Rising wages and worker shortages have made sourcing in China less appealing, and many companies are now sourcing from other countries in the region. This is an accelerating trend that may undermine CNTAC planning. Tellingly, the plan summary did not directly confront any of these emergent issues, indicating that it may be more aspirational than literal.
With growth slowing to 1.4% for textiles and 3.9% for garments in the first quarter, and fixed-asset investment spending growth falling by 21.51 percentage points over 2011, it seems that China’s textile and apparel sector is hitting some sort of wall. THE CNTAC plan calls for an annual increase in textile and clothing exports of about 7%.
More troubling for the Chinese, export growth has fallen 31.3 percentage points in textiles and 14.5 percentage points in apparel.

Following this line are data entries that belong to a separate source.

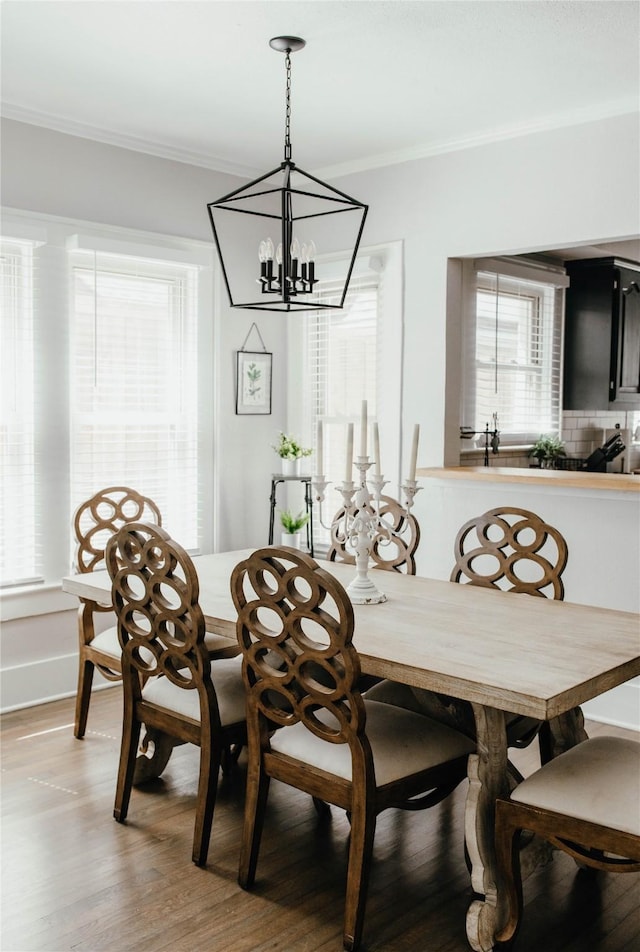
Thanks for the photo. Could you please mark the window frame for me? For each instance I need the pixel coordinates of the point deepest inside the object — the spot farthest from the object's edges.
(383, 264)
(57, 236)
(544, 348)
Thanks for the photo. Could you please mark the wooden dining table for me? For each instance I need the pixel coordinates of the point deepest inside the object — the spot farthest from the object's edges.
(500, 651)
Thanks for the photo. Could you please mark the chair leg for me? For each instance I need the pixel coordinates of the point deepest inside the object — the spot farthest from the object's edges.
(508, 871)
(206, 804)
(83, 697)
(363, 828)
(254, 811)
(128, 752)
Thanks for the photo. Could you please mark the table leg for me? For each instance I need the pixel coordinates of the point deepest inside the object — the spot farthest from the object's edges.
(150, 768)
(488, 780)
(272, 508)
(561, 733)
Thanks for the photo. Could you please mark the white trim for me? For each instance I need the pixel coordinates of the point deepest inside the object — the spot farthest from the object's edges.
(576, 117)
(93, 230)
(35, 600)
(38, 682)
(161, 150)
(164, 150)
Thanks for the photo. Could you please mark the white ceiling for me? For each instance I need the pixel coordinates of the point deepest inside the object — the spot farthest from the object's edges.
(379, 80)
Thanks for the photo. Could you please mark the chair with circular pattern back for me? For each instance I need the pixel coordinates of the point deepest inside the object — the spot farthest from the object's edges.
(94, 522)
(584, 802)
(169, 681)
(323, 737)
(512, 550)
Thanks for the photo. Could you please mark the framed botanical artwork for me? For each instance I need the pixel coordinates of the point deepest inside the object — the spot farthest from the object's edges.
(253, 382)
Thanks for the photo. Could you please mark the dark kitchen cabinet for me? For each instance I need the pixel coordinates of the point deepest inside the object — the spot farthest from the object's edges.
(602, 335)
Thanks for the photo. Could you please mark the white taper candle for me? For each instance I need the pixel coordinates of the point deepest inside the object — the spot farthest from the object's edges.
(319, 450)
(414, 451)
(376, 448)
(363, 429)
(349, 465)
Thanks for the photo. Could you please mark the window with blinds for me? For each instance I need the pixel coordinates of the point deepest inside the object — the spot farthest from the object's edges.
(134, 400)
(20, 560)
(513, 353)
(101, 384)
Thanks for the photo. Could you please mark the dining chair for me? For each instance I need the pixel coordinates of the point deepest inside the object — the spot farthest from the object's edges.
(512, 550)
(394, 545)
(323, 737)
(94, 523)
(169, 681)
(585, 802)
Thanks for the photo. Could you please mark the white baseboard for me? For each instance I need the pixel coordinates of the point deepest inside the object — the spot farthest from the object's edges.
(619, 707)
(38, 682)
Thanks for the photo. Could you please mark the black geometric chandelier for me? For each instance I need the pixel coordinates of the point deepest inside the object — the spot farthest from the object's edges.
(267, 233)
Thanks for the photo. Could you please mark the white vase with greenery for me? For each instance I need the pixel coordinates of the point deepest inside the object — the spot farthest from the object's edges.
(290, 453)
(292, 527)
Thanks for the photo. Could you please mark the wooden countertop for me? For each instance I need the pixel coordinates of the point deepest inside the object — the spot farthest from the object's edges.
(554, 478)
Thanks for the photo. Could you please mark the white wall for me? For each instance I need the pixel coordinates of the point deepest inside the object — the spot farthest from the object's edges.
(563, 187)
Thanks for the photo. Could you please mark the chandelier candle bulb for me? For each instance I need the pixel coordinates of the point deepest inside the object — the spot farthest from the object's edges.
(414, 452)
(349, 464)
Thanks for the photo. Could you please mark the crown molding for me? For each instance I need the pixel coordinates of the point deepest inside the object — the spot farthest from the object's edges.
(164, 150)
(575, 117)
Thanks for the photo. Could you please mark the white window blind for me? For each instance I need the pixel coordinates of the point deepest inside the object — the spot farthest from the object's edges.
(20, 552)
(513, 356)
(341, 356)
(134, 383)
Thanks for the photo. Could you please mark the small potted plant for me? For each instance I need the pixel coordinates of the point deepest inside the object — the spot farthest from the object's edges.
(292, 526)
(546, 450)
(290, 453)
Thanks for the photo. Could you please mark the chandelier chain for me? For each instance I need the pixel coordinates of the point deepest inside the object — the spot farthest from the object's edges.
(287, 121)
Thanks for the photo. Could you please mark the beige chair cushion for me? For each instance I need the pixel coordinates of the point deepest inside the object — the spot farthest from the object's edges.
(227, 680)
(402, 743)
(597, 781)
(457, 713)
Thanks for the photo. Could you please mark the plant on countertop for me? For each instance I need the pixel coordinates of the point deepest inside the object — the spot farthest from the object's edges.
(547, 449)
(291, 523)
(289, 448)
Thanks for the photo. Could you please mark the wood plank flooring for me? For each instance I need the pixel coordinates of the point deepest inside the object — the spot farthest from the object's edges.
(74, 879)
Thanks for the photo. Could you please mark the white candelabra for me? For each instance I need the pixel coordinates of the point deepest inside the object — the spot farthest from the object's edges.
(359, 522)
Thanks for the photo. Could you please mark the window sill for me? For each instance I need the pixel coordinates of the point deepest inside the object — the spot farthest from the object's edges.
(35, 600)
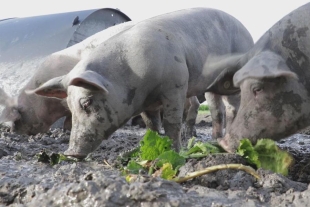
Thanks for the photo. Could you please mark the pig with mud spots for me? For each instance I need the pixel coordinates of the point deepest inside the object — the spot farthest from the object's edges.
(274, 82)
(157, 63)
(32, 114)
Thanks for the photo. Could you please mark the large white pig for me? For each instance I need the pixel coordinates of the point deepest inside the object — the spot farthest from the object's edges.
(156, 63)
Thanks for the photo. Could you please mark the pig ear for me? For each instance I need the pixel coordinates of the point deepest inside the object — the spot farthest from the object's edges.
(53, 88)
(224, 70)
(89, 79)
(266, 64)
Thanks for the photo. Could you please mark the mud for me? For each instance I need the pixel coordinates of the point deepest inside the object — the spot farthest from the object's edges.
(26, 182)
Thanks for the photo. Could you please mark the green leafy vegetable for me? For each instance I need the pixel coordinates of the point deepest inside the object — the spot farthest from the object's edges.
(53, 159)
(273, 158)
(167, 171)
(152, 145)
(170, 157)
(247, 151)
(199, 149)
(266, 154)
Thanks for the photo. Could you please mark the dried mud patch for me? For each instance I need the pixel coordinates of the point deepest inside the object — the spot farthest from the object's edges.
(26, 182)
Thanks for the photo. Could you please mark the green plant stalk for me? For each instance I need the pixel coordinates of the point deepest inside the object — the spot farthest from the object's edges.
(192, 175)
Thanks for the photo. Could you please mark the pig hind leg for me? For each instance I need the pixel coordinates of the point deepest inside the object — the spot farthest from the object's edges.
(173, 105)
(216, 108)
(191, 111)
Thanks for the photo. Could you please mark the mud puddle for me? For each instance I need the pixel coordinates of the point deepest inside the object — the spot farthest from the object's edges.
(26, 182)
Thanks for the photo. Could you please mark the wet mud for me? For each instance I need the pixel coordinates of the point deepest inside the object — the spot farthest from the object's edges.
(26, 182)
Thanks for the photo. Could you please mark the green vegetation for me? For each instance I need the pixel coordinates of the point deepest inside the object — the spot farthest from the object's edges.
(266, 154)
(203, 107)
(155, 156)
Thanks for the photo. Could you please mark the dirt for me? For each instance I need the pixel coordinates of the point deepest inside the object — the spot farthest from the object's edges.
(26, 182)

Growth is still occurring, but the rate is dropping fast. The National Development and Reform Commission, which collects the data, ascribes the slowdown to weakening external demand. Several European nations slipped back into recession in Q1, and apparel demand in the United States fell in April.
China has long planned to shift production from an export orientation to a focus on domestic consumption. This is occurring – retail sales of textile products in China are up 14.6% over Q1 2011. The CNTAC plan calls for urban citizen’s spending on clothing to increase 12.5% annually and rural residents spending to increase by 15% annually.
At the same time, the industry is expected to invest heavily in upgrading equipment, boosting innovation, and branding. This is intended to help the Chinese develop a higher value added industry, in response to rising wages and benefits. The CNTAC aims to have 50% of industry profit come from “leading brands” in the industry by 2020. This strategy is sound, but with corporate profits falling 2.21% year over year, it’s unclear where the money will come from to pay for it.
Vietnam saw overall export increases of 14% in Q1 over 2011. Cambodia saw exports to Korea increase 80% year over year. Both countries offer lower wages and similar proximity to Pacific Rim countries, compared to China. In an environment of falling demand, it is likely that Vietnam and Cambodia’s growth came at the expense of Chinese garment exports. Unless new markets open up, it is uncertain whether China will be able to meet its ambitious targets.